Perihal Aku

Apa kabar? Terlalu kakukah bila aku membuka tulisan ini dengan bertanya kabarmu? Namun bila bertanya tentang kesungguhan, aku benar-benar ingin tahu bagaimana kabarmu sekarang, aku benar-benar sangat ingin tahu keseharianmu sekarang. Baik-baik kah kamu disana?

Aku ingin sekali menjelaskan kegelisahan yang tak kunjung usai, bahkan hingga saat aku menulis ini. Sungguh sudah membatu rasamu, sudah pudar pula dibawa sang angin malam. Katamu kamu ingin menikmati kesendirianmu tanpa ada aku di dalamnya. Maka sejak saat itu aku selalu mengurungkan niat bilamana hasrat ingin mengirimkanmu beberapa pesan. Bahkan kontakmu sudah tidak ada diponselku.

Untuk kesekian kali aku mohon maaf bila ini memang salahku, mungkin aku membosankan, atau memang itu hanya alasanmu, entahlah. Aku minta maaf bila banyak mimpi yang aku sia-siakan begitu saja, bila harap yang kuhancurkan begitu banyak, bila rinduku ini mengusik waktumu. Andai kamu bisa lebih mengerti kondisiku, betapa kalutnya aku, betapa redamnya aku, hingga tak sengaja bibir ini berucap kata yang sejujurnya tidak pernah dari hati.

Aku pernah rela menjadi apa saja untukmu, pernah rela mengerti setiap kondisi yang kamu alami, pernah rela berubah untukmu. Menjadi kuning atau kelabu, menjadi sandal atau sepatu, menjadi awan atau guruh, seperti maumu. Kamu tetap menganggapku bukan apa-apa,  dan bukan siapa-siapa.

Ini adalah perihal aku---yang mencintaimu sepenuh hati, tapi kau tak pernah sekalipun mencoba untuk menghargai.  Aku tak sepandai kamu perihal melupakan. Aku hanya berusaha semampuku mengobati luka. Aku hanya menyerah setelah semua sikapmu membuatku lelah. Sebab padamu, semua rasaku berakhir sia-sia

Tujuan tulisan ini sederhana saja, aku hanya ingin melegakan segala bentuk isi kepala dan dadaku, yang kian sesak sepanjang hari, manakala mataku masih saja melirik boneka pemberianmu. Aku masih mencari namamu di kolom pencarian, membuka obrolan, mengetikan beberapa pesan, namun tak pernah sampai hati mengirimnya. Memang, aku memang pecundang.

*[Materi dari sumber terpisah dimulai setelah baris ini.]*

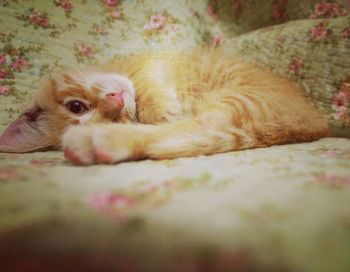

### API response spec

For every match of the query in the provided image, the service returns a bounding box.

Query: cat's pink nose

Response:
[107,91,124,107]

Aku tutup tulisan ini, bukan karena aku kehabisan kata untuk dituliskan, namun aku yang kehabisan nyali untuk menuliskannya. Membiarkan semua orang tahu betapa kacaunya aku ketika menulis ini, di tiap spasinya berharap agar aku bisa terlepas dari masa-masa ini, dan menjadi aku seperti aku empat tahun yang lalu.